E a passagem do tempo…

Estou com 61 anos. Tem pessoas que passam muito bem, outras sofrem bastante. Por exemplo, meu pai é um cara que nunca ficou doente. Espero que, quando ele morrer, seja de repente, para não conhecer essa experiência. Minha mãe já tem a saúde mais fraca. E eu estou assim…

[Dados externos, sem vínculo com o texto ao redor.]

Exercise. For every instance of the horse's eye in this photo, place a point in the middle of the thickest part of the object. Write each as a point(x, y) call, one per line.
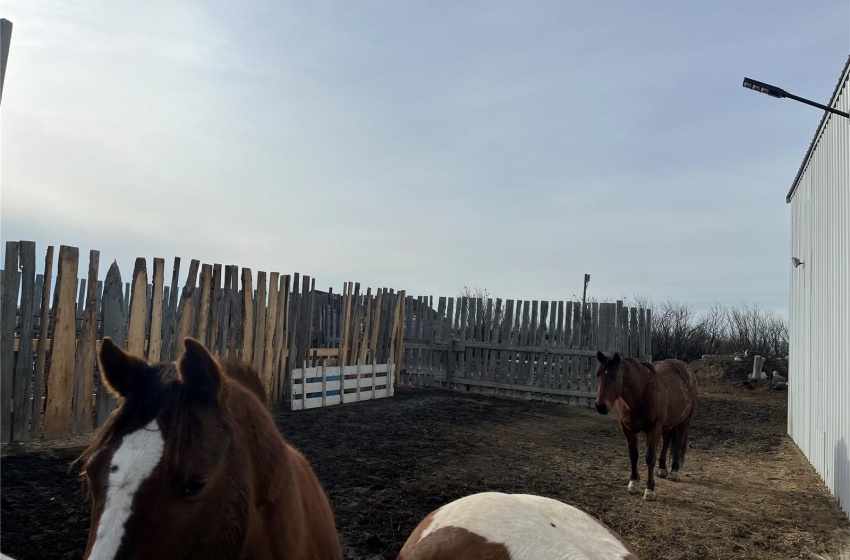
point(194, 485)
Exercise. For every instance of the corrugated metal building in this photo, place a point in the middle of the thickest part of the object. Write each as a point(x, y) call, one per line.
point(819, 367)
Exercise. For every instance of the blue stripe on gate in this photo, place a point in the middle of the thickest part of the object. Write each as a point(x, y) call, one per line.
point(319, 380)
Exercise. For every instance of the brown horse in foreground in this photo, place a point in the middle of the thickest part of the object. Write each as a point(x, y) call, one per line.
point(657, 399)
point(191, 465)
point(496, 526)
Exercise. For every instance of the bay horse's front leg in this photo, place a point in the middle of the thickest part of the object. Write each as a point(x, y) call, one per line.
point(666, 436)
point(631, 440)
point(652, 438)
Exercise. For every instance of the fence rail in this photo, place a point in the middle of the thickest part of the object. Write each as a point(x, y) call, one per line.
point(49, 383)
point(50, 330)
point(533, 349)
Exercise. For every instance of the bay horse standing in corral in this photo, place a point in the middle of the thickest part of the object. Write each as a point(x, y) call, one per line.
point(191, 465)
point(497, 526)
point(657, 399)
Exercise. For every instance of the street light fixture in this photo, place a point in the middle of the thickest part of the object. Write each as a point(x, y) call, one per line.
point(779, 93)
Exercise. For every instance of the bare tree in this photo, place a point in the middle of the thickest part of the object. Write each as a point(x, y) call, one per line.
point(758, 330)
point(493, 315)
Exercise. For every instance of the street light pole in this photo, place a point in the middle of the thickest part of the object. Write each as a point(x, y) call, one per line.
point(5, 40)
point(779, 93)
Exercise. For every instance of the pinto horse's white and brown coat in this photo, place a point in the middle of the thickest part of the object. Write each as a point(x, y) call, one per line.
point(497, 526)
point(191, 465)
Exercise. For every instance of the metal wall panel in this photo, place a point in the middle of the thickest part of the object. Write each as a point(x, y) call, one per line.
point(819, 367)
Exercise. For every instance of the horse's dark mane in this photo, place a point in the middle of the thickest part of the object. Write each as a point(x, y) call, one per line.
point(637, 363)
point(161, 394)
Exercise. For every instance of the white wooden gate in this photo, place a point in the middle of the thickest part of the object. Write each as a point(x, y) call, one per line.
point(326, 386)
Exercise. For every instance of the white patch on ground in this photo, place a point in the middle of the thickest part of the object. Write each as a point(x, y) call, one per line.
point(133, 462)
point(530, 527)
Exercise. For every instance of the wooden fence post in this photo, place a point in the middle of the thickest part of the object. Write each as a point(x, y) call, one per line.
point(81, 422)
point(57, 415)
point(114, 327)
point(11, 285)
point(41, 351)
point(24, 365)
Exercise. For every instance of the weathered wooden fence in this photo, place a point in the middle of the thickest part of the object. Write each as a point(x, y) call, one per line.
point(49, 383)
point(518, 348)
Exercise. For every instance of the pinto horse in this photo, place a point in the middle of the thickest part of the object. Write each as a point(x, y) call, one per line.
point(496, 526)
point(191, 465)
point(657, 399)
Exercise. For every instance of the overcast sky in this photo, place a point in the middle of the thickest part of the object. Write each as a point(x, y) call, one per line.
point(423, 146)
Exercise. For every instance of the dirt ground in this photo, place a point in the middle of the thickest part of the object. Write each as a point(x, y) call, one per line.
point(746, 492)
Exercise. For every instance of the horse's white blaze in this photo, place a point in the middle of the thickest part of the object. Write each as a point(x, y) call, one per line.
point(133, 462)
point(530, 527)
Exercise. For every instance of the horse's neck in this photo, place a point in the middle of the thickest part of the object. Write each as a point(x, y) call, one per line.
point(636, 387)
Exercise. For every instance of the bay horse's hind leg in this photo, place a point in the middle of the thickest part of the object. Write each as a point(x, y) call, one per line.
point(652, 438)
point(631, 441)
point(680, 444)
point(662, 460)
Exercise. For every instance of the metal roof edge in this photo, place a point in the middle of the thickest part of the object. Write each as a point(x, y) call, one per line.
point(818, 131)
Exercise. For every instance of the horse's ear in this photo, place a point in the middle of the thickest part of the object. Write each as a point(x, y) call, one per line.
point(199, 370)
point(119, 370)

Não sei se eu vou viver mais seis meses, um ano, dois, entende? As coisas estão sob controle, mas também não posso levar uma vida… Prefiro um estilo de vida que me possibilite trabalhar, realizar coisas, do que ficar como fiquei um ano atrás. Tive de me mudar para São Paulo, fazendo tratamentos absurdos, porque se tentou de tudo, até o uso de um medicamento experimental, com efeitos colaterais que acabam com a pessoa. As únicas coisas que realmente me curaram – eu agora só tenho um ponto, no pulmão – foram as cirurgias e as aplicações de rádio.

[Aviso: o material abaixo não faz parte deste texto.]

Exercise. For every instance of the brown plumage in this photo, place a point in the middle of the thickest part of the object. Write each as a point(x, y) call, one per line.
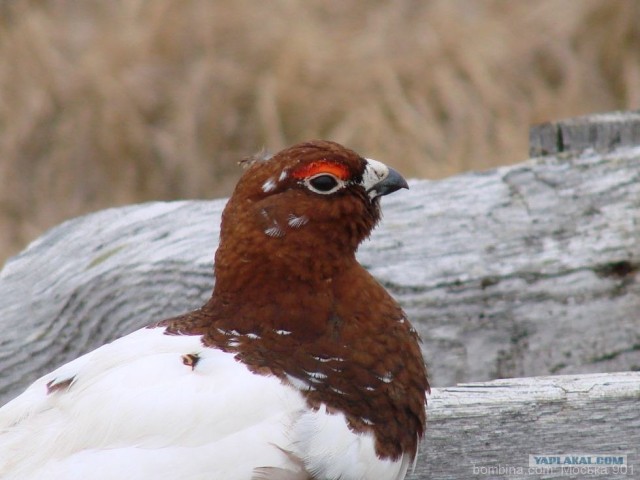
point(291, 300)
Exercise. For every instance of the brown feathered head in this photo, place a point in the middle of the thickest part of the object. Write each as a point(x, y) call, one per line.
point(314, 196)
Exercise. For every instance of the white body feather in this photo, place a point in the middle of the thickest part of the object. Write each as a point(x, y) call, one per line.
point(135, 410)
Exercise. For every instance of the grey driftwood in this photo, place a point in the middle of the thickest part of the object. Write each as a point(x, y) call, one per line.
point(520, 271)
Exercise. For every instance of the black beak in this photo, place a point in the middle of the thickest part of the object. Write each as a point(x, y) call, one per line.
point(392, 182)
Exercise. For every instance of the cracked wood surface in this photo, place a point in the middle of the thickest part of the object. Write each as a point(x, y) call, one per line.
point(520, 271)
point(475, 429)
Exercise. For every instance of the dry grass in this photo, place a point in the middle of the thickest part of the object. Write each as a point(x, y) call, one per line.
point(104, 103)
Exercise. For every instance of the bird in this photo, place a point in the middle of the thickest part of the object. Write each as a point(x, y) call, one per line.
point(300, 366)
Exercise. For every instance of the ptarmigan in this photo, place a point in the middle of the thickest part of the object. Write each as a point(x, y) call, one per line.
point(300, 366)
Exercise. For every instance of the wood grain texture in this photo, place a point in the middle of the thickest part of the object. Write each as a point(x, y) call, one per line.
point(601, 132)
point(520, 271)
point(476, 429)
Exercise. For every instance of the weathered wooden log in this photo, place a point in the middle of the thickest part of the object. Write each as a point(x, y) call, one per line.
point(519, 271)
point(600, 132)
point(488, 430)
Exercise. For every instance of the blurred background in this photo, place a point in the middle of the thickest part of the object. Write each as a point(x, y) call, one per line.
point(105, 103)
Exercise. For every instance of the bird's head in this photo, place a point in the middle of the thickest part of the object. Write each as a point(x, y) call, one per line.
point(309, 205)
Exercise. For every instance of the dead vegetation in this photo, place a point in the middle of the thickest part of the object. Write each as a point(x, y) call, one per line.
point(107, 103)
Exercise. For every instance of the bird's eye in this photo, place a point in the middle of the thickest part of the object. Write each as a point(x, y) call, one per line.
point(324, 183)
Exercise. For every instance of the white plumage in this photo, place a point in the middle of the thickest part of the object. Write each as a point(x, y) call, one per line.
point(136, 410)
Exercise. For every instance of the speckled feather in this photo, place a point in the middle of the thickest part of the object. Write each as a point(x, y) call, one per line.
point(301, 366)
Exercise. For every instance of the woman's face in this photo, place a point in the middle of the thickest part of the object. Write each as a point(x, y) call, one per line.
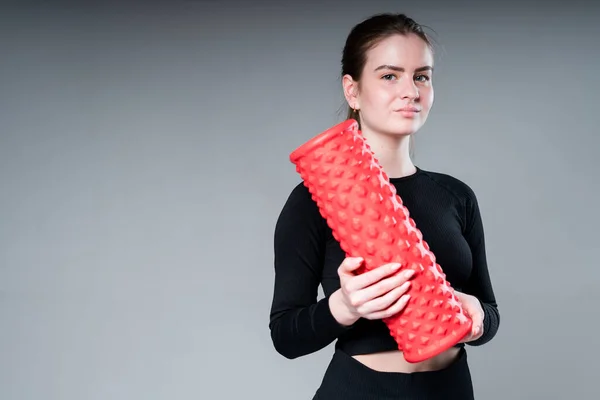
point(396, 91)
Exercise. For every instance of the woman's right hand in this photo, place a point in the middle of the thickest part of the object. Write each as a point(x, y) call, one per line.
point(375, 294)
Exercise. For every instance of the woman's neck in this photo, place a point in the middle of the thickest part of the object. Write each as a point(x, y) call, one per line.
point(392, 152)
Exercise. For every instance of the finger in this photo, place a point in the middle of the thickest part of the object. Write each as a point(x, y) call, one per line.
point(385, 301)
point(478, 324)
point(393, 310)
point(348, 265)
point(368, 278)
point(384, 286)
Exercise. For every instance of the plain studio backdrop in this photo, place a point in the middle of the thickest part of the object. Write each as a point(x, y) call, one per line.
point(144, 161)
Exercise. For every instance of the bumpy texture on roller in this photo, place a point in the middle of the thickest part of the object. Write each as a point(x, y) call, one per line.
point(368, 219)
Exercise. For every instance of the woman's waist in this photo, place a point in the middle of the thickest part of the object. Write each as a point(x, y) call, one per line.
point(394, 361)
point(371, 344)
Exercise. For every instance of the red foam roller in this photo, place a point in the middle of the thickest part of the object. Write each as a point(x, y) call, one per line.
point(369, 220)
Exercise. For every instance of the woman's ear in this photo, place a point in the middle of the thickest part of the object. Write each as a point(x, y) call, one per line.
point(350, 87)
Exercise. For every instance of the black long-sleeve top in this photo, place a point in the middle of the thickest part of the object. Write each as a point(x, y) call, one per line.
point(306, 255)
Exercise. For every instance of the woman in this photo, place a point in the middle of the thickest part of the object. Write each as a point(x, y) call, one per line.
point(387, 68)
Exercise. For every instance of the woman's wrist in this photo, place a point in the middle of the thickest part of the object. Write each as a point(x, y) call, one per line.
point(339, 310)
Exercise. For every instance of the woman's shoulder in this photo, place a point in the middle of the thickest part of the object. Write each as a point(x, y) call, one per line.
point(456, 185)
point(300, 204)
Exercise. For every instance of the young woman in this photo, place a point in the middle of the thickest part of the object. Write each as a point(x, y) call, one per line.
point(387, 68)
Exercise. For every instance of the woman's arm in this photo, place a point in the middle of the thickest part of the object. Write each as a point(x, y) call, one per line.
point(300, 324)
point(479, 284)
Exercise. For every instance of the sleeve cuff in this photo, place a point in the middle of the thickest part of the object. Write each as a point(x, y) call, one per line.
point(325, 321)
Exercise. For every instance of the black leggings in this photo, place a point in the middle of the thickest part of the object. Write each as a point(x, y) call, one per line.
point(348, 379)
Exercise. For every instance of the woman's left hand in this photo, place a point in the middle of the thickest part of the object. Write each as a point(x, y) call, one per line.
point(472, 307)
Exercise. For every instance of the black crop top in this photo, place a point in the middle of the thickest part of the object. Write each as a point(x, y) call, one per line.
point(306, 256)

Agora, para mim, é difícil pensar no tempo, é estranho. Então prefiro levar um estilo de vida que me possibilite criar, e talvez não seja tão longo… Pois acho que existe uma cura nisso, na criação.

O senhor mudou muito?

Claro. Porque você fica com aquela incerteza, aquele sentimento de quanto tempo você vive, e o que você pode realizar. Você vai seguindo um percurso, mas quando aparece uma coisa de repente, e que você não consegue controlar, você perde a relação…

É muito difícil. Porque você fica com aquela sensação de incerteza. Esse ano que passei agora em São Paulo tomando essas porras todas, naquele clima cinzento, num frio da porra… Você fica fragilizado. Não acordo como acordava. É diferente. O tempo fica mais curto.

Para o senhor, não existe este tempo de satisfação com a sua criação, este tempo de contemplação?

Isso nunca existiu para mim. Agora que acabei essa instalação no MAM, penso em ir lá fotografar, documentar, e isso já é um outro trabalho. Tem alguns artistas que são assim, os mais blasés, mas eu sou muito ansioso, gosto de fazer as coisas.

O que é o amor para o senhor?

Essa é uma pergunta complicada. O amor não tem uma forma definitiva, ele é mutante, porque amando uma pessoa, animal, objeto, essa relação de amor vai se modificando. É um estado de purificação, de beleza, que é preciso manter.

O senhor é feliz?

Eu sou bem feliz. Na verdade, não acredito nessa divisão entre felicidade e infelicidade. Todos nós temos uma cruz para carregar e continuar vivendo. Orson Welles diz que o artista não é feliz, mas tem momentos de alegria quando faz o trabalho criativo. E essa talvez para mim seja a maior de todas.